Les Genevois, en revanche, acceptent volontiers de financer des gardes-faune, car ils apprécient de rencontrer des animaux vivants lors de leurs promenades en pleine nature. Cette impression est confirmée scientifiquement. Le canton a constaté, dans une étude longitudinale une forte augmentation de la biodiversité.
Initiatives pour la protection des animaux
Lorsqu'il s'agit du bien-être animal, le corps électoral vote étrangement, en règle générale, contre la protection des animaux lors des initiatives. Surtout lorsque ce qui est juste et moderne pourrait également avoir un coût. Ainsi, ce dimanche-là, l'«initiative pour des aliments équitables» a également été rejetée massivement.Les partisans des initiatives avaient les bons arguments éthiques, tandis que leurs adversaires disposaient une fois de plus de beaucoup d'argent, mais d'aucune compassion et d'un grand égoïsme.Le facteur argent l'a emporté sur les bons arguments, ce qui est un témoignage de pauvreté morale.
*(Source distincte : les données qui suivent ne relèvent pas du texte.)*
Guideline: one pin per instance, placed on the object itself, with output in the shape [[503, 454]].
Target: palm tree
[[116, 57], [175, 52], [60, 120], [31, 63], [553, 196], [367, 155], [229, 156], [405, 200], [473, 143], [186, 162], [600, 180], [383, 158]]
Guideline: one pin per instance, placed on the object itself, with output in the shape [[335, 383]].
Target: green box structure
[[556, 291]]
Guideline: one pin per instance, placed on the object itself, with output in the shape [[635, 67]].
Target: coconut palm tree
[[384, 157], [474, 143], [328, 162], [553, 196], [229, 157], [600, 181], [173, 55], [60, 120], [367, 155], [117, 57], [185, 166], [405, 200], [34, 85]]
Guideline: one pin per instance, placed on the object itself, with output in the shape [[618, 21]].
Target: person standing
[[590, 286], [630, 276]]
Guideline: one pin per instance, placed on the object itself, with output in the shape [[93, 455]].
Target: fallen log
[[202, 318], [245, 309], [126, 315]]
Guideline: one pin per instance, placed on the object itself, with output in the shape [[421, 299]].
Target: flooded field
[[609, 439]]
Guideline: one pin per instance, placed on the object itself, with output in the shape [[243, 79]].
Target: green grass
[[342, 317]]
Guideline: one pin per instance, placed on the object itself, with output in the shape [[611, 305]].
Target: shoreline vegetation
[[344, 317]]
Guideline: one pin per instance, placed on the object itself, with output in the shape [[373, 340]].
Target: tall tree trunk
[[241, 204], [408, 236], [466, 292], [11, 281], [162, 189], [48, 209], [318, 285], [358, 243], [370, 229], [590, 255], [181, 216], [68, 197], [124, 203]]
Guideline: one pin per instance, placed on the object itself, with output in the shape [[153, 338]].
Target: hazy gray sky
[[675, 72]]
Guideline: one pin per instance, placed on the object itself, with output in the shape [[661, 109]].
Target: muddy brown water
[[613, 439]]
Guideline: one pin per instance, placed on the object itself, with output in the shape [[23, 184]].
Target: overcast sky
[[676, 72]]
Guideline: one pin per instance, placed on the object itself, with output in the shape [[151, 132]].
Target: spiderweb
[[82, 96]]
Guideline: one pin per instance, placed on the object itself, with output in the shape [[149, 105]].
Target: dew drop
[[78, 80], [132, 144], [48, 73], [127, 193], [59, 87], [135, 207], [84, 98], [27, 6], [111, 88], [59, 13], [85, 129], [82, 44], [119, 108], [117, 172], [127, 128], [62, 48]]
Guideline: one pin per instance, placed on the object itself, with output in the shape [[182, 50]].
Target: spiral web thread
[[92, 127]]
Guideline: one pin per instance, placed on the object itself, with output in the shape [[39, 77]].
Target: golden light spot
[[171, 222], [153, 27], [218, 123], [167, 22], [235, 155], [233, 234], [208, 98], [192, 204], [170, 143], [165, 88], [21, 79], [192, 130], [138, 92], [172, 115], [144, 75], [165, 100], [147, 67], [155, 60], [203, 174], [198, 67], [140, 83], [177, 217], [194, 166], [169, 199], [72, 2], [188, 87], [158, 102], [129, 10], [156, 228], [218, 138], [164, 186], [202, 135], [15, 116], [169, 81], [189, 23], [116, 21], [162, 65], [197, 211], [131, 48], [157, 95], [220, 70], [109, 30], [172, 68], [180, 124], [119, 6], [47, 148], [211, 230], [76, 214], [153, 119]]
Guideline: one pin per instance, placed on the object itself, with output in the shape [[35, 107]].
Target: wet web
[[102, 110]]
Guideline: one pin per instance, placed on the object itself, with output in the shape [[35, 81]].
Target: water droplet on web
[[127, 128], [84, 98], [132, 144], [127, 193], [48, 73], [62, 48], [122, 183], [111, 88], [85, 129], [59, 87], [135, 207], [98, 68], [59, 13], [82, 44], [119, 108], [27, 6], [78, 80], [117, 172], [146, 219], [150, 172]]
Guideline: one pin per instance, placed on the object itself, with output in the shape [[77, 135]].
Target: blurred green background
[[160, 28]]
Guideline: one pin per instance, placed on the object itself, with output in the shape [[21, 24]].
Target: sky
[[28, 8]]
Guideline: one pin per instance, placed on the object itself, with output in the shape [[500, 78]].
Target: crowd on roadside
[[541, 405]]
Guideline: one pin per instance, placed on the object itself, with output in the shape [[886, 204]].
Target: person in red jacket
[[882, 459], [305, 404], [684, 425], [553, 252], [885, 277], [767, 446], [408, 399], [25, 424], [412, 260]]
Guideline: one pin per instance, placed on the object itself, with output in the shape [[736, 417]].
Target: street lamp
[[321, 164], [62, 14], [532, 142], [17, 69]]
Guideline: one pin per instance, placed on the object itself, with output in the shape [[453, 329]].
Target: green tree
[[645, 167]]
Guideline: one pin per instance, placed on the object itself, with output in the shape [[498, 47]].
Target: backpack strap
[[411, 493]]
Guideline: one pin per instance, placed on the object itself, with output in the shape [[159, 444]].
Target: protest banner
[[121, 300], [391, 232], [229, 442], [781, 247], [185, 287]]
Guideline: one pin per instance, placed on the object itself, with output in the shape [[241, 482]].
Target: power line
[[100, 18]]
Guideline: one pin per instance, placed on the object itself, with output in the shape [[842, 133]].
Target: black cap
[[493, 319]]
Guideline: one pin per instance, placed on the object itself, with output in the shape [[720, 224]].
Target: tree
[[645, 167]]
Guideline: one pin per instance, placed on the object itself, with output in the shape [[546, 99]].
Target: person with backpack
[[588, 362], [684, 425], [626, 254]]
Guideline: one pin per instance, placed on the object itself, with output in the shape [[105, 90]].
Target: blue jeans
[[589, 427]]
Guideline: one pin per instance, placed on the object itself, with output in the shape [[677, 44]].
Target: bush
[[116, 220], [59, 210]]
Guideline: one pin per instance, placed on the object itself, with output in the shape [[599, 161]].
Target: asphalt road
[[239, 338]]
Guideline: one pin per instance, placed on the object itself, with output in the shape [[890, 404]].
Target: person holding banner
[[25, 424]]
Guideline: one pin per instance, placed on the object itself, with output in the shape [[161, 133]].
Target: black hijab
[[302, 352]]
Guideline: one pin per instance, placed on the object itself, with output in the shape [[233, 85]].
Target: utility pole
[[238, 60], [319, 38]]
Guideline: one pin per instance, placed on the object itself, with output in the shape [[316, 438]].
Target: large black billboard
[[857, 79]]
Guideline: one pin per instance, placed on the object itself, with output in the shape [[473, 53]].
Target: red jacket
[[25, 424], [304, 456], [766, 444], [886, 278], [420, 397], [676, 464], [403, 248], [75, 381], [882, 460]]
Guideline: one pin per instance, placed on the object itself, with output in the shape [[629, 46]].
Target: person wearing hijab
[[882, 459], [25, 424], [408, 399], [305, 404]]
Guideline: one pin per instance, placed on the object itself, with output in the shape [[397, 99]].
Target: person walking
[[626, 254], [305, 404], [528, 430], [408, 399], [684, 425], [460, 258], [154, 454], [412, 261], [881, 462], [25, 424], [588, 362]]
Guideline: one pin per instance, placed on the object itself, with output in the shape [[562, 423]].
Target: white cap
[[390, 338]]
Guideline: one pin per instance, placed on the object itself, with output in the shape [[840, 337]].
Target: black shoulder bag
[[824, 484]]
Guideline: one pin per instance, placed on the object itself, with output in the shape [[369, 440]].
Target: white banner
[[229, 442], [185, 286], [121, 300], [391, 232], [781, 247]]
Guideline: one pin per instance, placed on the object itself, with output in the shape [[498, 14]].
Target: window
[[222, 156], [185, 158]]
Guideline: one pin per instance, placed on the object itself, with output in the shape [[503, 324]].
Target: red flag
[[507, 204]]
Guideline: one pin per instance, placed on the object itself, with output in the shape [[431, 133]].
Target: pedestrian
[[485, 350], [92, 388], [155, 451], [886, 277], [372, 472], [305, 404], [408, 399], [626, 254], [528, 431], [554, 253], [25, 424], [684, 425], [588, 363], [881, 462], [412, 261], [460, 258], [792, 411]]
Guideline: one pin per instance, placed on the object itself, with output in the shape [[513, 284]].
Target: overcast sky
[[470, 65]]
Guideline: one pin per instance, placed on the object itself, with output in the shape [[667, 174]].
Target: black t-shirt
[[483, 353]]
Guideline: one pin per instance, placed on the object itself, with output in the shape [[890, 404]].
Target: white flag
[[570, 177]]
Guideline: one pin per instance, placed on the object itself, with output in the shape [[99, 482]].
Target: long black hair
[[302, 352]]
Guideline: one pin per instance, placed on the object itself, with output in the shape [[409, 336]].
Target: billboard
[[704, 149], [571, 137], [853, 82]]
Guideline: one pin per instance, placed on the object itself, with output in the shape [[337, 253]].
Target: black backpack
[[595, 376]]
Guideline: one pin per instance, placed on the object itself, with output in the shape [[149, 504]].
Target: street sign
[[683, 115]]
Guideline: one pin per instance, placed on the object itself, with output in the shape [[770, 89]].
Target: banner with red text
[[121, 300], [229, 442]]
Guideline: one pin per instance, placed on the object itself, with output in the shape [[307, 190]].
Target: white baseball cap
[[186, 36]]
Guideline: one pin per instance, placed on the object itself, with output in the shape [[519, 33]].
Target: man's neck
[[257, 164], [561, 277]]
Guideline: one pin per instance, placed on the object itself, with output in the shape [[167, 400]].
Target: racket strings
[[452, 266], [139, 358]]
Nous souhaitons tous que les animaux soient élevés dans le respect de leur nature. Pourtant, des œufs et de la viande issus d'élevages industriels et maltraitants se retrouvent dans les rayons de nos supermarchés. L'initiative pour des aliments équitables refuse les denrées alimentaires issues d'une production maltraitante envers les animaux. Et grâce à une déclaration transparente du mode de production, les consommatrices et les consommateurs peuvent, lors de leurs achats, opter pour un plus grand respect du bien-être animal.
Selon un sondage post-votation, les ménages à revenus élevés et ceux à revenus modestes ont rejeté l'initiative Fair Food de manière tout aussi claire. L'argument de loin le plus fort en faveur du rejet était la crainte d'une hausse des prix alimentaires.
L'argument des prix a également joué contre l'initiative «Pour la souveraineté alimentaire» aux yeux des citoyens.
Tous les initiants des différentes initiatives étaient des pionniers animés de bonnes intentions.Comme en 1868, lorsque des femmes bienveillantes à Zurich commencèrent à se battre pour le droit de vote.